Huit mois après la révélation de l'affaire, Teddy Riner a eu l'occasion de s'expliquer. Entendu par la police dans le cadre de l'enquête sur la gestion du Levallois Sporting Club, le champion olympique 2012 de judo a passé une heure dans les locaux de la brigade de la répression de la délinquance économique à Paris, en tant que "suspect libre". Soupçonné de "détournement de fonds publics", Riner, accompagné de son avocat, a reconnu que "cela fait toujours bizarre d'être convoqué par la police. Même si je n'ai pas tout de suite compris de quoi il pouvait s'agir, moi qui suis plutôt carré, je me suis un peu inquiété. Et j'ai anticipé".

Celui, dont le nom était apparu dans la liste énoncée par l'un des proches de Patrick Balkany, maire de Levallois - ce proche voulant dénoncer la gestion de la municipalité et notamment les emplois fictifs - a assuré que son emploi n'avait rien de fictif et qu'il "respecte (son) contrat de travail". Riner a mis en avant sa contribution au "rayonnement international" du club et notamment une victoire en Coupe d'Europe en 2011, "ce que n'avait plus réussi un club français depuis longtemps", en "s'entraînant deux fois par semaine" à Levallois.

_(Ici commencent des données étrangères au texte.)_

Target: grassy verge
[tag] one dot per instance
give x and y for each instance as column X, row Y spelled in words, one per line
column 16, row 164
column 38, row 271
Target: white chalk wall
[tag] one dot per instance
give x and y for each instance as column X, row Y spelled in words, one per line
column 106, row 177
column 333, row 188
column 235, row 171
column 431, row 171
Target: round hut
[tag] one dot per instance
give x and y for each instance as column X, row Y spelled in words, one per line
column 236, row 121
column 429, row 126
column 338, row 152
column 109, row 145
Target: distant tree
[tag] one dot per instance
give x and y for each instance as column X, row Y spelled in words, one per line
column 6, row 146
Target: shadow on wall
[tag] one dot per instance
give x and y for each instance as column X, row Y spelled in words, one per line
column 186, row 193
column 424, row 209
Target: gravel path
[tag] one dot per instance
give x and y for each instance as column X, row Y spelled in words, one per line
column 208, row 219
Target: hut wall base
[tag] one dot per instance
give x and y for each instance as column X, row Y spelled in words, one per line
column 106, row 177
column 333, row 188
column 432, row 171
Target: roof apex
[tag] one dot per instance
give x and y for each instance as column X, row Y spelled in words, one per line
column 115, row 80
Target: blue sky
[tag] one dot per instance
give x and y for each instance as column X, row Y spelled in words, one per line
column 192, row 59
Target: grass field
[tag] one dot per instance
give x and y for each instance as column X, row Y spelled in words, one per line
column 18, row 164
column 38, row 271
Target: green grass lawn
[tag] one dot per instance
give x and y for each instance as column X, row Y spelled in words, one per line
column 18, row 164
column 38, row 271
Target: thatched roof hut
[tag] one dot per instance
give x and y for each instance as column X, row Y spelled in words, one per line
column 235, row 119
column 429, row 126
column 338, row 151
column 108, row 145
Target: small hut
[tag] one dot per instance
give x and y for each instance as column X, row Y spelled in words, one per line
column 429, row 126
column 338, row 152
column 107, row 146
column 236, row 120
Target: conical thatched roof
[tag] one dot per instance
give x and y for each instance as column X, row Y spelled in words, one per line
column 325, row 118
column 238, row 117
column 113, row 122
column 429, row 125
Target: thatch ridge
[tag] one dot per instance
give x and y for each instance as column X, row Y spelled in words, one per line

Riner avait préféré Levallois

Dans un rapport de mars, la Chambre régionale des comptes (CRC) d'Ile-de-France a pointé "la situation financière" du Levallois Sporting Club (LSC) qui s'est "sensiblement détériorée", relevant "la forte progression des charges de personnel, avec notamment le recrutement d'un judoka professionnel de tout premier plan mondial". En 2010, Teddy Riner a touché 192.682 euros, une rémunération brute qui a "progressé sensiblement les années suivantes" pour atteindre 429.293 euros en 2013, grâce à "des clauses contractuelles favorables", comme "une part variable de sa rémunération en fonction de ses performances sportives", selon la CRC.

Ce rapport avait pointé "la charge significative" que faisait peser le recrutement de Riner, alors que cette arrivée était "censée accroître le rayonnement national et international du club et de la ville" des Hauts-de-Seine. Ce transfert n'avait pas "entraîné de hausse importante des recettes issues des sponsors privés", avait rappelé la CRC. Pourtant Riner a défendu son choix de rejoindre Levallois alors que le Lagardère Paris Racing. "Il y avait un vrai projet sportif, avec un sparring et un entraîneur en qui j'ai totalement confiance", a-t-il assuré.Soulagé d'avoir plus éclairé les éventuelles zones d'ombre, Riner voulait désormais refermer cette parenthèse judiciaire.